The American has hogged the headlines over the first week with his quest to beat Mark Spitz's record, but late on Saturday Jamaican Usain Bolt also etched his name into Olympic history by becoming the fastest man on earth.
Bolt set the Bird's Nest stadium alight with his 9.69 seconds burst to cruise to Olympic gold in the 100 metres, in the process smashing his own world record. Phelps will dive into the Water Cube pool not long after the women marathon runners cross the Bird's Nest stadium finish line following an early Sunday morning start to ward off summer heat.
A warm, sunny day is forecast for the 42 km race that starts in Tiananmen Square, in the heart of the Chinese capital, though the suffocating humidity and smoggy haze of the early days of the Games have been replaced by blue skies.
Phelps has already equalled Spitz's 1972 record of winning seven golds in one Games and become the most successful Olympian of the modern era with a career tally of 13 wins.
He will stand alone in the record books if he and his team mates win the men's 100 metres medley on Sunday morning.

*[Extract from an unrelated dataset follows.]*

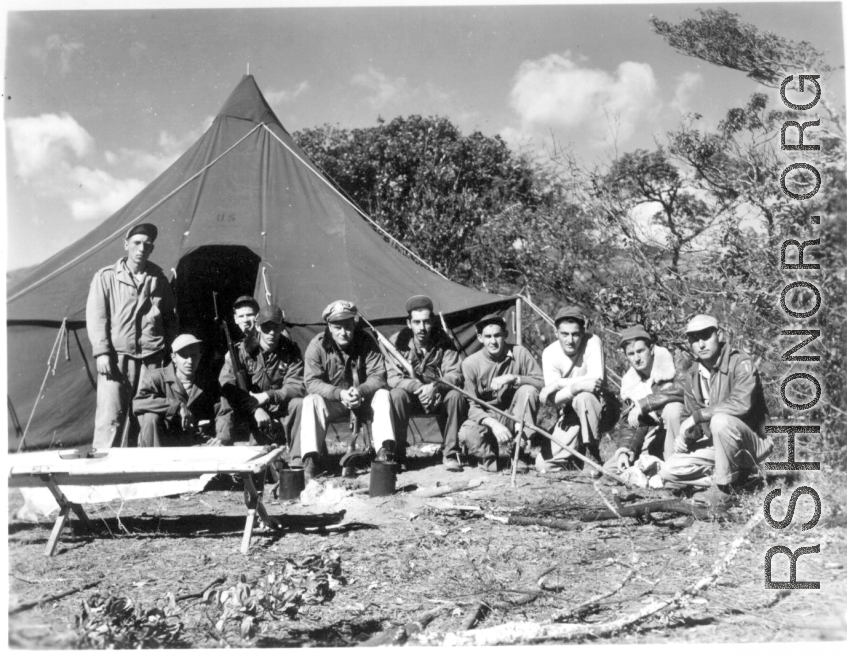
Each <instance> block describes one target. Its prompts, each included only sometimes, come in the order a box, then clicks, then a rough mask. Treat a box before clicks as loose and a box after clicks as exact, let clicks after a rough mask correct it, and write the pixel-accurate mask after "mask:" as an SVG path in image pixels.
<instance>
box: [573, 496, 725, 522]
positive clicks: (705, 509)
mask: <svg viewBox="0 0 847 654" xmlns="http://www.w3.org/2000/svg"><path fill="white" fill-rule="evenodd" d="M616 509H617V511H597V512H595V513H588V514H586V515H583V516H581V517H580V521H582V522H596V521H598V520H614V519H615V518H637V517H643V516H646V515H647V514H649V513H681V514H682V515H691V516H694V517H695V518H696V519H697V520H705V521H711V520H715V519H719V518H725V517H726V511H715V509H710V508H708V507H706V506H696V505H694V504H691V503H689V502H683V501H682V500H654V501H651V502H641V503H640V504H630V505H628V506H627V505H623V504H621V505H618V506H617V507H616Z"/></svg>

A second-string US squad qualified fastest in the heats, setting their "A-team" colleagues up as firm favourites.
Phelps will be glad to avoid further nail-biting moments after winning his seventh medal on Saturday by a fingertip. "One hundredth is the smallest of margins of victory in sport.
It's pretty cool, that's all I can say," he said. Saturday's gold earned him a $1 million bonus from his swimsuit sponsors, but that will be dwarfed by the corporate endorsements he will garner if he surpasses Spitz's record. Spitz has hailed Phelps as the greatest Olympian ever and his achievement as epic.
The men's relay concludes a week of record-breaking performances in the pool. Attention will then switch firmly to athletics, where Bolt's sprint on Saturday night showed that the track too might provide a happy hunting ground for record seekers.
Flag raisers will be at their busiest on Sunday, with 37 golds to be awarded, the most of any day of the Olympics.
Athletics sees six golds decided, including the women's 100m sprint and the men's 10,000m, rowers will compete for seven golds, tennis finals conclude and the becalmed sailors hope the wind will pick up to let them finish some competitions.
Australia's Grant Hackett hopes to become the first male swimmer to win the same Olympic event three times.
The world record holder qualified fastest for the 1,500 freestyle. Kenyan world champion Catherine Ndereba starts the marathon as favourite, with the 36-year-old mother saying she is used to running in warm conditions.
World record holder Paula Radcliffe was memorably defeated by the heat and illness in the Athens marathon in 2004. She has struggled to recover from a stress fracture in her leg that made her participation in the race doubtful.
China's Zhou Chunxiu, winner of the London marathon last year, will be cheered on vigorously by the home crowd and will be used to Beijing's sweltering weather, as will compatriot Zhu Xiaolin. The race starts at 0730 hrs (local time) (2330 GMT) and heads in a 10 km loop around central Beijing before heading north to the Olympic stadium on a relatively flat course.